When an insurer learns of a claim against its insured, the ball is in the insurer’s court. It may defend under a reservation of rights, or it may seek judicial input as to its obligations under the policy. But if it refuses to defend, it cannot then blame the insured for failing to win it over, particularly where—as here—the insured faces significant exposure and must make prompt and difficult decisions regarding litigation or settlement.
Though TIAC did appear in the Coastal Funding action and file for declaratory relief in federal court five years later, those long-overdue actions cannot excuse its breach of duty back in 2009. By the time TIAC saw fit to intervene, 1st Funding had settled its claims against Chicago Abstract, which had also defaulted on multiple counts in the Coastal Funding case. “Where an insurer waits to bring its declaratory judgment action until after the underlying action has been resolved by a judgment or a settlement, the insurer’s declaratory judgment action is untimely as a matter of law.” Ehlco Liquidating Trust, 708 N.E.2d at 1138; cf. Korte Construction Co. v. American States Ins., 750 N.E.2d 764, 770 (Ill. App. 2001) (“[T]he insurer must take some action to adjudicate the issue of coverage or undertake to defend the insured under a reservation of rights, and it must take that action within a reasonable time of a demand by the insured.”) (emphasis added).
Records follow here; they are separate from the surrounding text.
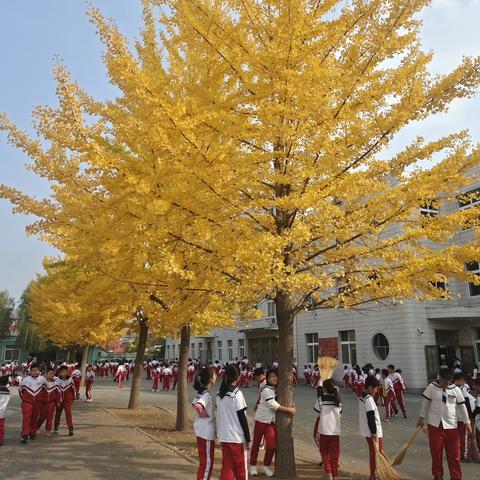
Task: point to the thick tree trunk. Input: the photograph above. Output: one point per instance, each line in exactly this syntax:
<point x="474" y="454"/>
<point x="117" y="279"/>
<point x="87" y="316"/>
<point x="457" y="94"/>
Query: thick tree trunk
<point x="138" y="368"/>
<point x="285" y="456"/>
<point x="182" y="392"/>
<point x="83" y="365"/>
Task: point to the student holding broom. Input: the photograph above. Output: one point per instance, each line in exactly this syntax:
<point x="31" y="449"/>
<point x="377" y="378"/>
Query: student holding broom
<point x="444" y="405"/>
<point x="327" y="427"/>
<point x="369" y="421"/>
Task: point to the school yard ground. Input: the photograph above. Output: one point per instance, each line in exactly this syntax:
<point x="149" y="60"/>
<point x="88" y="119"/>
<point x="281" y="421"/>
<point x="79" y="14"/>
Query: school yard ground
<point x="110" y="443"/>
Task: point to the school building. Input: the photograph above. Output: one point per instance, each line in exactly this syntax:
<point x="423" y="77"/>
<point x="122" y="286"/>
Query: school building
<point x="416" y="337"/>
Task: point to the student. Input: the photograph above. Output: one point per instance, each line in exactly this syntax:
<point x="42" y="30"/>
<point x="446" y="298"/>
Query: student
<point x="4" y="399"/>
<point x="32" y="391"/>
<point x="388" y="394"/>
<point x="67" y="395"/>
<point x="444" y="406"/>
<point x="77" y="380"/>
<point x="369" y="421"/>
<point x="89" y="379"/>
<point x="52" y="399"/>
<point x="204" y="425"/>
<point x="232" y="427"/>
<point x="327" y="428"/>
<point x="476" y="412"/>
<point x="398" y="387"/>
<point x="264" y="427"/>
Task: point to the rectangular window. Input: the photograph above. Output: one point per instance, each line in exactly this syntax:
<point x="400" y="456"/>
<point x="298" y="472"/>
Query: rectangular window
<point x="241" y="347"/>
<point x="348" y="346"/>
<point x="271" y="309"/>
<point x="474" y="268"/>
<point x="12" y="354"/>
<point x="311" y="341"/>
<point x="447" y="337"/>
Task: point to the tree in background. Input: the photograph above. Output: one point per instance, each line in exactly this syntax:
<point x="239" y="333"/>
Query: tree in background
<point x="245" y="157"/>
<point x="7" y="313"/>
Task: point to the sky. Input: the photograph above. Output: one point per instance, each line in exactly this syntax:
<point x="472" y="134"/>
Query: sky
<point x="33" y="32"/>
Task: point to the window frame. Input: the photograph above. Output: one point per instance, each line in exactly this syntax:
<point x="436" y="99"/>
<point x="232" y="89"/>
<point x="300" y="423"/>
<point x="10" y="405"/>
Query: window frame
<point x="350" y="344"/>
<point x="311" y="346"/>
<point x="376" y="348"/>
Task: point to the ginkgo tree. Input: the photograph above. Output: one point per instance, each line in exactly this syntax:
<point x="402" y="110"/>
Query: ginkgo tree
<point x="246" y="157"/>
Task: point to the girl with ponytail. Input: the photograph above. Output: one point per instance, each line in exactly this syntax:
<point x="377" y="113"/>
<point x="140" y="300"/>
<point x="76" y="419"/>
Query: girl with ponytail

“The world is a dangerous and litigious place. People and businesses buy liability insurance in large part for peace of mind—the knowledge that if one is sued, the insurer will provide a legal defense … .” CE Design Ltd. v. King Supply Co., 791 F.3d 722, 727 (7th Cir. 2015) (Hamilton, J., concurring). When an insurer breaches its duty to defend, “it’s not just any breach of contract. An insurer’s breach abandons its insured and deprives it of the peace of mind it has bought.” Id.; see also Pompa v. American Family Mutual Ins. Co., 520 F.3d 1139, 1146 (10th Cir. 2008) (“‘By purchasing insurance, the insured reasonably expects that he will not be required to furnish the cost of defending actions that facially fall within the terms of his policy.’ The insured will be deprived of the peace of mind that insurance promises if the insurer can refuse to defend the case, await developments, and then decide to reimburse the insured for defense costs only once it is clear that there was coverage.”) (citations omitted); Cates Construction, Inc. v. Talbot Partners, 980 P.2d 407, 416 (Cal. 1999) (“In general, insurance policies are not purchased for profit or advantage; rather, they are obtained for peace of mind and security in the event of an accident or other catastrophe.”).